Joined by Soulfly guitarist Marc Rizzo (with Converge bassist Nate Newton drafted into the ranks last year), the previous two long playing results of this sibling-centered collaboration, 2008’s Inflikted and Blunt Force Trauma three years later, were as unspectacular as you might expect from two dudes living in different countries and still feeling each other out after years apart as they Frankenstein-ed albums together piece-by-piece. Ask any professional athlete; no matter how good or naturally gifted you are, a long layoff fucks with everything, especially timing, mental sharpness and game-shape readiness. That’s why training camp, a pre-season schedule and the minor leagues exist. Sure, Max and Rizzo may have Soulfly as their proverbial day gig, but that’s a decidedly tamer beast and Iggy is hardly touching metal with a ten foot pole these days.

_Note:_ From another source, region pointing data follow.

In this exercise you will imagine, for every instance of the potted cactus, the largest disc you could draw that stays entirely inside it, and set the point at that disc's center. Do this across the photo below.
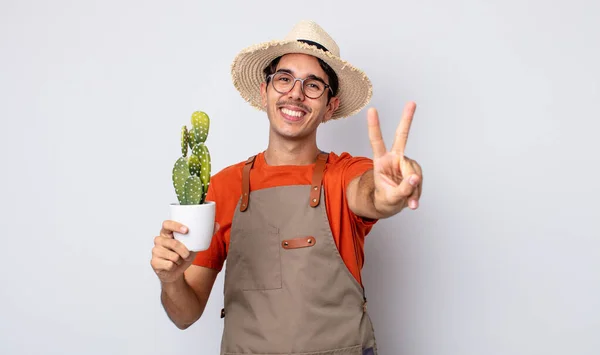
(191, 178)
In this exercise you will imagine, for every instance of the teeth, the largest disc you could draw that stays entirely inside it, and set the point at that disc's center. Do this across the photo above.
(292, 113)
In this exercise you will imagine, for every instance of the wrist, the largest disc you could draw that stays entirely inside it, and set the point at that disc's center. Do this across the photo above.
(384, 208)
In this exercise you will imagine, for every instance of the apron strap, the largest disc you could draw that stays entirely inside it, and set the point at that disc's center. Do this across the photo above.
(246, 183)
(315, 190)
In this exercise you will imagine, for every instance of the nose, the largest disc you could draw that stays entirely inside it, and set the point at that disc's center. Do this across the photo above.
(296, 91)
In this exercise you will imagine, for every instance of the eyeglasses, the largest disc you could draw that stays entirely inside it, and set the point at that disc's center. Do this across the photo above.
(311, 87)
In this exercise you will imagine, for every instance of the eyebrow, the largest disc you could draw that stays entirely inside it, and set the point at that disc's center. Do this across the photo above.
(311, 76)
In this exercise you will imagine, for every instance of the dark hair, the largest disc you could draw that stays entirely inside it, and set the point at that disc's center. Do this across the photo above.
(331, 75)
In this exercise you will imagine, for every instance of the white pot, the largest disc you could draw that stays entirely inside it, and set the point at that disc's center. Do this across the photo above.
(200, 221)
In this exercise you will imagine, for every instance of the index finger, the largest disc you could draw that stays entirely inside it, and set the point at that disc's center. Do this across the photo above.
(375, 137)
(403, 129)
(170, 226)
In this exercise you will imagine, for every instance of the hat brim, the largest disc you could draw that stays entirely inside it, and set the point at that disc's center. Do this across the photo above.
(355, 89)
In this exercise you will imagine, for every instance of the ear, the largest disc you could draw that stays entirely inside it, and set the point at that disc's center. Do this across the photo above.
(263, 93)
(333, 105)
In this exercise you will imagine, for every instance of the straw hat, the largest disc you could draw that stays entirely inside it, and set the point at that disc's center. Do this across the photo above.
(355, 89)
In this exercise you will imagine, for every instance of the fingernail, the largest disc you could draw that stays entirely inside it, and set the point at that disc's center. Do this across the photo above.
(413, 180)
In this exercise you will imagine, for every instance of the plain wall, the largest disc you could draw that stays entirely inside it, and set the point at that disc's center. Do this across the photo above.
(502, 257)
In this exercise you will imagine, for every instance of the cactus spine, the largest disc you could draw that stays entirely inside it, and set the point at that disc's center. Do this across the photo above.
(191, 175)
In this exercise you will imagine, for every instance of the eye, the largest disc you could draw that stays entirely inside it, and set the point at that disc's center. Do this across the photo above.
(314, 84)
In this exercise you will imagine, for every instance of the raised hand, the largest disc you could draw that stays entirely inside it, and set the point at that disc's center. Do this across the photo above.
(398, 180)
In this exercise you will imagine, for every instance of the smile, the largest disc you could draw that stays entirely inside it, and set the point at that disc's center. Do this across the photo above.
(292, 114)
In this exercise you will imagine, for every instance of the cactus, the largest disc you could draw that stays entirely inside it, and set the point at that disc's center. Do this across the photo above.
(191, 175)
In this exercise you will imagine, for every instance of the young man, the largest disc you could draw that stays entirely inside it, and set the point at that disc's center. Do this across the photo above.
(291, 221)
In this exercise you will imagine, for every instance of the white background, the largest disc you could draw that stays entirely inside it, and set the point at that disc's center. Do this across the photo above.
(503, 257)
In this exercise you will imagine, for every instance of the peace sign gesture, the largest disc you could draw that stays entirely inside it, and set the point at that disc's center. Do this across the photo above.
(398, 180)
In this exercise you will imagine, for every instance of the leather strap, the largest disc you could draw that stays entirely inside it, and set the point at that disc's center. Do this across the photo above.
(302, 242)
(315, 188)
(246, 183)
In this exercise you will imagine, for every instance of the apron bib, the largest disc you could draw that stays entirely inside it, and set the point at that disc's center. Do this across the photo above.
(287, 289)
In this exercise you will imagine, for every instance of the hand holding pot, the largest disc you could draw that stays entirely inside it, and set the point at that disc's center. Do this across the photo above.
(170, 257)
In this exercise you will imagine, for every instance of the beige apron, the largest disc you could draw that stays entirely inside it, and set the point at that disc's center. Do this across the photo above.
(287, 289)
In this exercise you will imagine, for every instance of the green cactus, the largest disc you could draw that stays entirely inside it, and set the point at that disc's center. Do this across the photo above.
(191, 175)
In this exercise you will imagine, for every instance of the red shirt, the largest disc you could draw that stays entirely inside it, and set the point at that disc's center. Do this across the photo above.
(348, 229)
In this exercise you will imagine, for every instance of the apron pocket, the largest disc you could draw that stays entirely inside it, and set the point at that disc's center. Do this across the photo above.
(354, 350)
(260, 261)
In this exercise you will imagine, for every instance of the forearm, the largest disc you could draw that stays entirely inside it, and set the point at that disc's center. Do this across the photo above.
(180, 303)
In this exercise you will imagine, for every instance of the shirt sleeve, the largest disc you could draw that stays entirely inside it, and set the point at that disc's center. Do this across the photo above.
(355, 167)
(214, 256)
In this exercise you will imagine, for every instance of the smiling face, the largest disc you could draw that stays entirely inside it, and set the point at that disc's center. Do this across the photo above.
(294, 116)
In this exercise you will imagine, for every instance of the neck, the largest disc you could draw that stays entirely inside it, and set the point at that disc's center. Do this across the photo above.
(291, 152)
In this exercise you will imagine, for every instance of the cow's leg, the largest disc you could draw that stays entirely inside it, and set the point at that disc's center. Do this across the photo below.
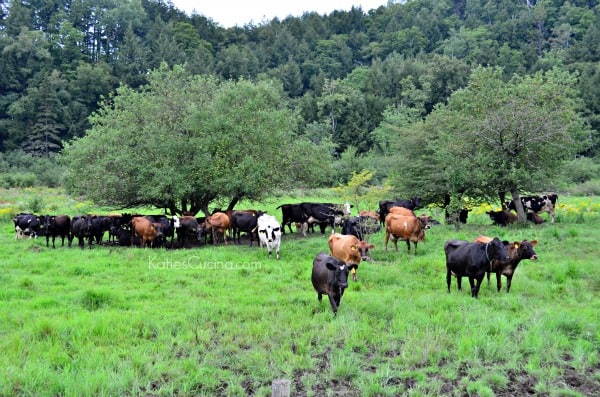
(475, 290)
(472, 284)
(508, 282)
(334, 304)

The first thing you’ll notice about Pandemonium – aside from Max’s ongoing penchant for selecting the most generic, metal-sounding words and phrases as album titles – is how much fiercer it sounds. As if to summon the spirit of Point Blank (an album that collector nerds and divorce lawyers alike will have to pry from my cold, dead hands), this baby leans towards the irascibly heavier side of things where the early death/thrash of Sepultura is pin-pricked by proto-grind tempos and aggressive shades of blackened industrial with Rizzo’s leads and harmonies offering melodic flavouring and acting like oases of consonance amid a landscape of tempestuous chromatic dissonance.

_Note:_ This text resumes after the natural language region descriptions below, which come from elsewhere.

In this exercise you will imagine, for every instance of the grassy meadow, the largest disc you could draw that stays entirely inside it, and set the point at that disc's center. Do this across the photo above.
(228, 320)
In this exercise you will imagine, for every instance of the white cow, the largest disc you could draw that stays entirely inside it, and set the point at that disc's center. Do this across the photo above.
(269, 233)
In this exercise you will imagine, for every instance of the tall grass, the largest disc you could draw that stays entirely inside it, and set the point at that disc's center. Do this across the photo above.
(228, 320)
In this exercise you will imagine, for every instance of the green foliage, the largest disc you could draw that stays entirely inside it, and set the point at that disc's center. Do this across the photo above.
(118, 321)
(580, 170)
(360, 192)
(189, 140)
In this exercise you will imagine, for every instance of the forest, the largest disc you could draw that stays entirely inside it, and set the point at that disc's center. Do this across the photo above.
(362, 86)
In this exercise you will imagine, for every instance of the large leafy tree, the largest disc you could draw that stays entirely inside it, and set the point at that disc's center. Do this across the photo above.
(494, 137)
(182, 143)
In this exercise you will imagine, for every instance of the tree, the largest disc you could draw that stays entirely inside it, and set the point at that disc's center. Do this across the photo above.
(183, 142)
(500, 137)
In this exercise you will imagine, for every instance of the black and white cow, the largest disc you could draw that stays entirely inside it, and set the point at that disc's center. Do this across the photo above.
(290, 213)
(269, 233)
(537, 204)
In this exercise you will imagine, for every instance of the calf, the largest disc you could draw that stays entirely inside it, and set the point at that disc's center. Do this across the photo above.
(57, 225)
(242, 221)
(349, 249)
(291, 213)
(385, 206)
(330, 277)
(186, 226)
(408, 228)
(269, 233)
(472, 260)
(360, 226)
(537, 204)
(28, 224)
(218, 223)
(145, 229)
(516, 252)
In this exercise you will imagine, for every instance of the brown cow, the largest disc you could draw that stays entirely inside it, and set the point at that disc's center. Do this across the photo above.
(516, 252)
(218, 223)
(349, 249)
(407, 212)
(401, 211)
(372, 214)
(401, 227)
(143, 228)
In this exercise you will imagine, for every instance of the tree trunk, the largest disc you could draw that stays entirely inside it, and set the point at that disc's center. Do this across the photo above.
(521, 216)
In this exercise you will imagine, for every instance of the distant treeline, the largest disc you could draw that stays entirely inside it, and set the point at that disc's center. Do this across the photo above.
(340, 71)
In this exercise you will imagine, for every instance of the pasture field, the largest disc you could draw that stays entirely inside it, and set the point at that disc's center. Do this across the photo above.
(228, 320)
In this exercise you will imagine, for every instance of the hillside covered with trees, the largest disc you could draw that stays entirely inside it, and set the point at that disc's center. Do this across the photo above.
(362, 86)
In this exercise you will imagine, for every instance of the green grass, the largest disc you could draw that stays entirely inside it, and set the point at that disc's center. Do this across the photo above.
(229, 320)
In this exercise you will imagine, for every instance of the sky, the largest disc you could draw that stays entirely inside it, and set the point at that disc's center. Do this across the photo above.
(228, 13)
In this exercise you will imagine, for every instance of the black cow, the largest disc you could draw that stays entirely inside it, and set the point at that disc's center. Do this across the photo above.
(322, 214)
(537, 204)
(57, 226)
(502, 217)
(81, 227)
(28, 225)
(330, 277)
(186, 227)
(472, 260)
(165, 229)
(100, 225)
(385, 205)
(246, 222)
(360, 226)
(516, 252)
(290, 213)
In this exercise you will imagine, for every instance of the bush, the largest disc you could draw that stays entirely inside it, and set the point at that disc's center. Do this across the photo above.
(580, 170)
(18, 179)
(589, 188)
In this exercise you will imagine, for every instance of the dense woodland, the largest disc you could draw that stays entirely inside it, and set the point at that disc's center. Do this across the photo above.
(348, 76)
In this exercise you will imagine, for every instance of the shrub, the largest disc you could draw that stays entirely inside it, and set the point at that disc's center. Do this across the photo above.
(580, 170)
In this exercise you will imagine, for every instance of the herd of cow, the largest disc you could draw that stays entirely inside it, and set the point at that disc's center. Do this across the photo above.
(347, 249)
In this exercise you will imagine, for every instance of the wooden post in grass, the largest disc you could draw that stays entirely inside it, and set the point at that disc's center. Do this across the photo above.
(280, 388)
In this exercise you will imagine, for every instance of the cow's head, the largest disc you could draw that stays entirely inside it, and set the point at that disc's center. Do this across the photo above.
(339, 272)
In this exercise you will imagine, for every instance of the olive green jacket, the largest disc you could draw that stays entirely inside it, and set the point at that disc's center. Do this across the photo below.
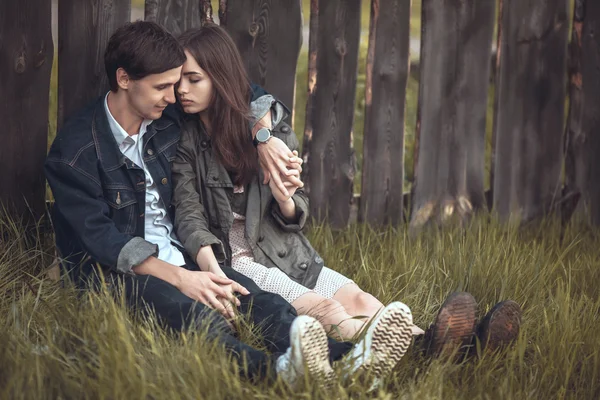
(203, 214)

Fuck, it warms the heart to hear riffs storming out of the gates approximating Hell Awaits-era Slayer knocking boots with Soul of a New Machine-era Fear Factory driven by drum pummelling straight from the heart of 90s Tampa. The velocity which tracks like “Insurrection” and “Bonzai Kamikazee” are presented at is definitely surprising, the fiery bleakness of their riffing exciting and Max is spouting off with more death growling than ever. There are a couple of chugging bangers in there as well in the form of “Not Losing the Edge” and “Cramunhao” that straddle the worlds of vintage Sepultura and someone jumping da fuk up, somewhere, though the Egyptian scales and fiery leads of the latter make the three chord shuffle a much more interesting experience.

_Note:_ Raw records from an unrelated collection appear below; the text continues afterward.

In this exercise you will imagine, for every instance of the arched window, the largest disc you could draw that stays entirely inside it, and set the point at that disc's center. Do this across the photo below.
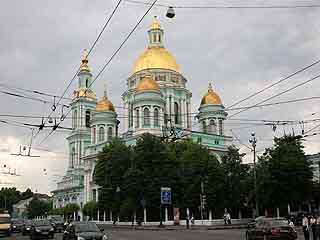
(72, 157)
(176, 113)
(101, 134)
(137, 118)
(146, 117)
(109, 133)
(156, 117)
(75, 118)
(220, 127)
(212, 126)
(94, 135)
(88, 118)
(204, 127)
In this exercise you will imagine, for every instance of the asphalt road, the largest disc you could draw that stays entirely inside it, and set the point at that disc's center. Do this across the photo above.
(125, 234)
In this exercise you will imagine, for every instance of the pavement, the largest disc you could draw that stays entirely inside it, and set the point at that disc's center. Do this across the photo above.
(182, 234)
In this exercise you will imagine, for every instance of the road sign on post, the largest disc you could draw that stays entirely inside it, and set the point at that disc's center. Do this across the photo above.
(165, 195)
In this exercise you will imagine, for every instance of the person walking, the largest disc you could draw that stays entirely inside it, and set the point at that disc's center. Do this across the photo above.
(313, 223)
(305, 227)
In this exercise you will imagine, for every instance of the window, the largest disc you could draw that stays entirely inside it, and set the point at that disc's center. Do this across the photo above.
(109, 133)
(88, 118)
(94, 136)
(72, 157)
(212, 126)
(101, 134)
(176, 113)
(75, 119)
(137, 118)
(156, 117)
(204, 127)
(146, 117)
(220, 127)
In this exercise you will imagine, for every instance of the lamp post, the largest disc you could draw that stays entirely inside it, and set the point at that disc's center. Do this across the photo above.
(253, 142)
(118, 190)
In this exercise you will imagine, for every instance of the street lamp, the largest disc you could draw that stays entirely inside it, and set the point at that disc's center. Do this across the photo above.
(253, 142)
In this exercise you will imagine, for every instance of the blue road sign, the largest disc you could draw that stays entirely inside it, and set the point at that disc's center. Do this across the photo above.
(165, 195)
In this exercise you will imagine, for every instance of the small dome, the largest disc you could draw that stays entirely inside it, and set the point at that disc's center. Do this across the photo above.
(85, 93)
(104, 105)
(155, 25)
(211, 97)
(84, 65)
(148, 84)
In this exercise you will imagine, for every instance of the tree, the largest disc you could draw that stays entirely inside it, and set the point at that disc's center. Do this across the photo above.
(236, 180)
(37, 208)
(289, 180)
(8, 197)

Where Pandemonium fails is in its dearth of catchiness. The recording falls on the low-fi end of the quality spectrum, which leads one to believe that much of this was slung together on the fly during those brief moments in which Arizona resident, Max was able to meet face-to-face with London-resident Iggor and quickly crank out whatever noise they could manage in their time together. There’s a definite lock-load-and-fire spontaneity at work, but sometimes what sounds awesome during a mad rush doesn’t sound as awesome later on down the line, assuming any recollect in the first place. Think of how many albums you own that have lost their lustre over the years (days?) and how deep cuts might as well not even exist. That’s exactly the category Pandemonium is speeding towards. Yes, songs like “Deus Ex Machina,” “Babylonian Pandemonium,” and “I, Barbarian” will pin your ears to the wall upon first listen, but there’s little for the listener to hang his or her hat in the long run. I, like you, can still hum “Dead Embryonic Cells,” “24 Hour Bullshit” or “Refuse/Resist” to this day. Very few of us will be able to say similarly about Pandemonium 20 days from now, let alone 20 years.